Hello Kelpecross.
You write:
"You could probably get the same effect by having a connecting pipe and butterfly valve between the crankcases of a twin-cylinder two-stroke engine."
Yes and No.
I think you mean this:

The complete patent is at
http://www.pattakon..../CITS_USPTO.gif Please read the paragraph at line 57 of page6.
The Australian company CTIS (at
http://www.citsengine.com.au/ ) has manufactured a twin-cylinder prototype and is now looking for some $4.0m to proceed.
No, “you cannot get the same effect by having a connecting pipe and butterfly valve between the crankcases of a twin-cylinder two-stroke engine”.
The following plot shows the variation of the total volume underside the two pistons of a paired CITS engine with the bypass valve wide open:

Quote from
http://www.pattakon....takonPatTwo.htm
"Comparison with the "paired cylinders" approach
In the Fig A the curve A is the variation vs. the crankshaft angle of the volume underside the first piston of a paired cylinder 2-stroke (according the US8,683,964 patent), the curve B is the variation vs. the crankshaft angle of the volume underside the second piston of the paired cylinder 2-stroke.
Each of the two pistons is connected to a conventional crankshaft by a conventional connecting rod.
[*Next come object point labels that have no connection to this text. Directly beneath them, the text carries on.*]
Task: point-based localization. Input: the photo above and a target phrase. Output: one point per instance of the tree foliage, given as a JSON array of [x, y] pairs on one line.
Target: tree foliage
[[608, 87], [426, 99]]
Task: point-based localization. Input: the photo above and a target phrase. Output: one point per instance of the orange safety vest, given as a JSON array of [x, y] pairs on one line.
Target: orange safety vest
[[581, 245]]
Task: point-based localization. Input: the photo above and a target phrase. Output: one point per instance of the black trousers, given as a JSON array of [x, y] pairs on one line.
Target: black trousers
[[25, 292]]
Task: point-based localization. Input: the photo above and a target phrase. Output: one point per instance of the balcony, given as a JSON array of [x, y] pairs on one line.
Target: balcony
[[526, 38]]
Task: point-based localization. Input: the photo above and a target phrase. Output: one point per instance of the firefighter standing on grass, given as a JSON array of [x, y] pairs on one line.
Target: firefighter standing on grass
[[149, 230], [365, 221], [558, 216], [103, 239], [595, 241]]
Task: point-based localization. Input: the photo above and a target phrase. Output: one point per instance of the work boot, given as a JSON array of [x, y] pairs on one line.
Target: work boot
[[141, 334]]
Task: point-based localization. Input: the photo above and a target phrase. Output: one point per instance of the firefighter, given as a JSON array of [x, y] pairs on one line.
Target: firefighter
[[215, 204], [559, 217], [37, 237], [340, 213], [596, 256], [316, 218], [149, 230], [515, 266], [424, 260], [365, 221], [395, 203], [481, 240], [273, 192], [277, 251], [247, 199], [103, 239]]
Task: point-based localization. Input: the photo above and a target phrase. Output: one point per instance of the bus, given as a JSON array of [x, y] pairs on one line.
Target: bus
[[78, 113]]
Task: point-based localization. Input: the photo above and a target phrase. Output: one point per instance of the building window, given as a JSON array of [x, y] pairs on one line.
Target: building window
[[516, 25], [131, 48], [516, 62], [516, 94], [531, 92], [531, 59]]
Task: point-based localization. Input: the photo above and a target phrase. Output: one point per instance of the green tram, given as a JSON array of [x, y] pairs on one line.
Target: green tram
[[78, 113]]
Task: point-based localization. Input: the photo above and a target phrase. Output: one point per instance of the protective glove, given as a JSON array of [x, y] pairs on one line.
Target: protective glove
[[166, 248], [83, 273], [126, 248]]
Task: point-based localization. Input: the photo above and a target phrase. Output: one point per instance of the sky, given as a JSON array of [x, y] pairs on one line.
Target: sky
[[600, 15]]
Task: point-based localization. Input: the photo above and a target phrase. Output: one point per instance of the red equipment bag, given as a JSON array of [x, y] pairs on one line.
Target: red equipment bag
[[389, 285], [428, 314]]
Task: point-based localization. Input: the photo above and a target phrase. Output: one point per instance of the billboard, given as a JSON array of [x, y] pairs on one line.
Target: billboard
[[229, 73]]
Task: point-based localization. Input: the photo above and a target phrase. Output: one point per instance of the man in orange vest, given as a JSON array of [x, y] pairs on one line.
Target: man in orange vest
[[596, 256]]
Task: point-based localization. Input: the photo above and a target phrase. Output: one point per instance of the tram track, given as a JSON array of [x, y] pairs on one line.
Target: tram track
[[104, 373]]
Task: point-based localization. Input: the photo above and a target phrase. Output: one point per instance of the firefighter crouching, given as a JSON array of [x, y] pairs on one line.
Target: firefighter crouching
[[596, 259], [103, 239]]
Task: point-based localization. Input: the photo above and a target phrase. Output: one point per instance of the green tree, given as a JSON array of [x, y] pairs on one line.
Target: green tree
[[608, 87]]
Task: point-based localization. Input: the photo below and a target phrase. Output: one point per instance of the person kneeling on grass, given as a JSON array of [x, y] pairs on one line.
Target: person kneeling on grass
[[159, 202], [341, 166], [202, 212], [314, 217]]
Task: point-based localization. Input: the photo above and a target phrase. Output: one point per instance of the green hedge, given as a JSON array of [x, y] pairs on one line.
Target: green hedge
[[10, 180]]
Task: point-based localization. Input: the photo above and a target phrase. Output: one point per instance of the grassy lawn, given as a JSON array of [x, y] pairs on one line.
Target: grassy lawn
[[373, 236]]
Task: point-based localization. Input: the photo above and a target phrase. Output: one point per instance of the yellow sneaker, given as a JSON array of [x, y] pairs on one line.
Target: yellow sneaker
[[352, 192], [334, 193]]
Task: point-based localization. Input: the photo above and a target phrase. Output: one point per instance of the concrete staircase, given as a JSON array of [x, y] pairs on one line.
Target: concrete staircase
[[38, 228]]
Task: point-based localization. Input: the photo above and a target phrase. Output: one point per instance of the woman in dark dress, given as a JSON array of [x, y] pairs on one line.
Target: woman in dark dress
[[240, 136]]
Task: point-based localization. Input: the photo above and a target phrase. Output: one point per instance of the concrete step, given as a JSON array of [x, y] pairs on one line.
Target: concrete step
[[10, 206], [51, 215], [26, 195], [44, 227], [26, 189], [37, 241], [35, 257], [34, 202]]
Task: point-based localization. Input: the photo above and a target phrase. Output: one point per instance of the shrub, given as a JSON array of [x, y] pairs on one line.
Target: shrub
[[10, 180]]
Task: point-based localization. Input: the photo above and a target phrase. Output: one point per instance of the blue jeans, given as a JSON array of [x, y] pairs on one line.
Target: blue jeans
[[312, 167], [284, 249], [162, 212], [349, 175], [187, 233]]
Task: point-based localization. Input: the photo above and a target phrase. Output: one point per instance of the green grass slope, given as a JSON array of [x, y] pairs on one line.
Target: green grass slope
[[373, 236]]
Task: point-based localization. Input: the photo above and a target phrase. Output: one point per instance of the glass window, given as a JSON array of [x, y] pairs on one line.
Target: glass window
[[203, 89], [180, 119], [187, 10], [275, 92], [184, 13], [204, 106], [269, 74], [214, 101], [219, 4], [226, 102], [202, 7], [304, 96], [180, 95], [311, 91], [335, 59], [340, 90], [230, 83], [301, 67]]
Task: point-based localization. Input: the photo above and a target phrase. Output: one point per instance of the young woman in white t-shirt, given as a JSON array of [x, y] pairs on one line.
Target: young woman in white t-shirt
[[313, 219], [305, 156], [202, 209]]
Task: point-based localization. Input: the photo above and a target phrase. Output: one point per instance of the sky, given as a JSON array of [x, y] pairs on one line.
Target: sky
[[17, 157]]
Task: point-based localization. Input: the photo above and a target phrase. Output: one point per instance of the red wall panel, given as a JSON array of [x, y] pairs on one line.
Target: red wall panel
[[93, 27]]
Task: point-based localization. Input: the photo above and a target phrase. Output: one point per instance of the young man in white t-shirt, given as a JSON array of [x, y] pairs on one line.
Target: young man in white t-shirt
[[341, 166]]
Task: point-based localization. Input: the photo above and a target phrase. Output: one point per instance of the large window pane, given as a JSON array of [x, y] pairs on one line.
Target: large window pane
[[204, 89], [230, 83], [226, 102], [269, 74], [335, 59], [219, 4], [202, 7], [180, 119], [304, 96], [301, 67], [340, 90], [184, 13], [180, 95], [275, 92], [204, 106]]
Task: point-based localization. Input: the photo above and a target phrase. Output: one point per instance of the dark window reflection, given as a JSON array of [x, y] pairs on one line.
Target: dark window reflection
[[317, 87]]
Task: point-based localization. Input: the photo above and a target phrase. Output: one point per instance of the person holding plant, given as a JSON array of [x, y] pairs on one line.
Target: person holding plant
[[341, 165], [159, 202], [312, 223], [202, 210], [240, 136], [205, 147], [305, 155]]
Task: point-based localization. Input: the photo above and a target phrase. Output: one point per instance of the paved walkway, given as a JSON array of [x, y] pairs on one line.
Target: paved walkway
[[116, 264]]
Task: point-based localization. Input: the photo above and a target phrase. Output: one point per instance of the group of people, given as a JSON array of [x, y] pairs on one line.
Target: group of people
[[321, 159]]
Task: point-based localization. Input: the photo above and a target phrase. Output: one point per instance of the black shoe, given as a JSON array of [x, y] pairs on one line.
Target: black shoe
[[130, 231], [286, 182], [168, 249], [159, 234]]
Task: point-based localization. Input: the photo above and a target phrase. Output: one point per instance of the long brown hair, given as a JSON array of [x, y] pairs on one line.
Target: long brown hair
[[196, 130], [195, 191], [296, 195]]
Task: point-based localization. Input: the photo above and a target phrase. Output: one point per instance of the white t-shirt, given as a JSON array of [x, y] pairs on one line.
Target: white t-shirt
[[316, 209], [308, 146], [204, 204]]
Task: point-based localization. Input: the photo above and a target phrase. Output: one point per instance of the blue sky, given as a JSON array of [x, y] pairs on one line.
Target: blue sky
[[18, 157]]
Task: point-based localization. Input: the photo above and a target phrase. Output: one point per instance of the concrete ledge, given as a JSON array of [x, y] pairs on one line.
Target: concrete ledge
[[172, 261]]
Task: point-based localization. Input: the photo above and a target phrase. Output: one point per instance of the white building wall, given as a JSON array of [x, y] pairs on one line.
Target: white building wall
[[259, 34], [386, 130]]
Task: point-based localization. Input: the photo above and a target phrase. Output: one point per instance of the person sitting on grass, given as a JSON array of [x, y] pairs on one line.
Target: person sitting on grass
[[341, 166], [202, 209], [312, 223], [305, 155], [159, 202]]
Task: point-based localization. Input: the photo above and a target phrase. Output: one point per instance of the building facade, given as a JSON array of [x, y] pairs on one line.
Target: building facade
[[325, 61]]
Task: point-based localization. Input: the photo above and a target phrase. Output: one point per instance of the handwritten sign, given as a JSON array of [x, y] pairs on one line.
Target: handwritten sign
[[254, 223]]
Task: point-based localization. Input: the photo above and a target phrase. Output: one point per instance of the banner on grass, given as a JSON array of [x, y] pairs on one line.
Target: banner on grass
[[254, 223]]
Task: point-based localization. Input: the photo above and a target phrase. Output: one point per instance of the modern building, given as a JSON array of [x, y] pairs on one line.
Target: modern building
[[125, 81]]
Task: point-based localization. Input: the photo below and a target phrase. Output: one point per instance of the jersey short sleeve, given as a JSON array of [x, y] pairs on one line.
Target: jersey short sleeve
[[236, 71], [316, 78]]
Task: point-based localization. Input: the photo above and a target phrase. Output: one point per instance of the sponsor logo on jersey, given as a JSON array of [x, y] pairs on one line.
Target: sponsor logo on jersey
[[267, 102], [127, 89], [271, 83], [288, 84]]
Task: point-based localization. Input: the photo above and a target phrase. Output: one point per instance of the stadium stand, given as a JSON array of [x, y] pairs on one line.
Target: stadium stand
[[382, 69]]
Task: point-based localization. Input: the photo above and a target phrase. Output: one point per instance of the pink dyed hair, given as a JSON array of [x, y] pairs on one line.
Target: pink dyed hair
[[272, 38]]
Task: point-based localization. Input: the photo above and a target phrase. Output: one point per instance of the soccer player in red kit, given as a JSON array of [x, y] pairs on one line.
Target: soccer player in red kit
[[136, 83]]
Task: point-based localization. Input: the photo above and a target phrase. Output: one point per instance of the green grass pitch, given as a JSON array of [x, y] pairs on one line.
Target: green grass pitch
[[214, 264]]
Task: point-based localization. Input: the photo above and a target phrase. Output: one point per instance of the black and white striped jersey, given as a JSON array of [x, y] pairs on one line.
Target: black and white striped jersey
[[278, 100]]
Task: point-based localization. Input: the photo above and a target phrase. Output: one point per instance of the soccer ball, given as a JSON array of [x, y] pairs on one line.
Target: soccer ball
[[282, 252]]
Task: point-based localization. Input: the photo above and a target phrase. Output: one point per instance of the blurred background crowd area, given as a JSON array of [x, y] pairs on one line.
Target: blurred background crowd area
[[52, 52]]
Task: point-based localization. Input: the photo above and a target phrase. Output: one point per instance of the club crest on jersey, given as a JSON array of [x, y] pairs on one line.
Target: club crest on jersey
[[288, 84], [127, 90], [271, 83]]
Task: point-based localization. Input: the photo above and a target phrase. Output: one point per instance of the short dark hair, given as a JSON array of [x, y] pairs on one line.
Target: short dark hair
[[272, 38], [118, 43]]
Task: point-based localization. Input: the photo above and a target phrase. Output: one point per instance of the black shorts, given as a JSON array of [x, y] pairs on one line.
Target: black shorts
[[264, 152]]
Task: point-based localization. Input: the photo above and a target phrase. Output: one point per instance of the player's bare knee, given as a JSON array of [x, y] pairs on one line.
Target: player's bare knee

The curve C is the sum of the variations of the volumes underside the two pistons vs. the crankshaft angle (i.e. it is the sum of the A and B curves).
With the "connecting rod to stroke ratio" being 1.6, the total volume (curve C) varies more than 16%.
For smaller "connecting rod to stroke" ratios, the variation of the C curve is wider.
The point D on the A curve is where the first piston opens its respective transfer ports.
The point D' on the C curve shows the volume of the combined space underside the two piston crowns the moment the first piston opens its transfer ports.
As the first piston approaches its BDC, the combined space increases, causing some 15% of the burnt gas from inside the first cylinder to return to the combined space (case with wide open bypass passage), contaminating and heating the fresh air or mixture (an open transfer port provides substantially smaller resistance in the motion of a gas than a reed valve).
After the point F at the TDC of the first piston, the volume of the combined space underside the two piston crowns decreases, forcing some 15% of the trapped air or mixture to pass the transfer ports and get into the first cylinder.
After 180 crankshaft degrees the same happen in the second cylinder.
That is, at low-medium revs with the bypass valve wide (or completely) open, some 30% of the one cylinder capacity enters, per crank rotation, into the two cylinders, and some 30% of the residual gas in the one cylinder contaminates the air of mixture in the combined space underside the two piston crowns.
This is an undesired limitation for the idle and the light load operation of the engine because it defines the quality and the revs of the idling; worse even, it makes necessary additional load control means (other than the bypass valve) for the idle and the light load operation, canceling advantages like the reduced pumping loss, the simplicity, the compactness, the low cost."
End of quote
By the way, it is interesting to compare the variation of the total volume of the two-cylinder CITS engine with the variation of the volume underside the piston of a conventional single cylinder 2-stroke:

The width of the variation is more-or-less the same.
The timing of the variation is different:
in the one case the increase of the volume under the piston comes first, in the other case the decrease of the volume under the piston comes first.
In the case of the single-cylinder PatTwo, the volume of the combined space underside the piston is constant, as in the Fig C at
http://www.pattakon....takonPatTwo.htm
The PatTwo is a substantial and necessary improvement of the CITS “paired-cylinders” system.
”Substantial and necessary improvement” because with less it achieves more:
it needs not a second (or paired) cylinder,
it keeps the volume of the combined space constant,
it needs not an “external”/additional throttle for the control of the engine at light load / idling, etc.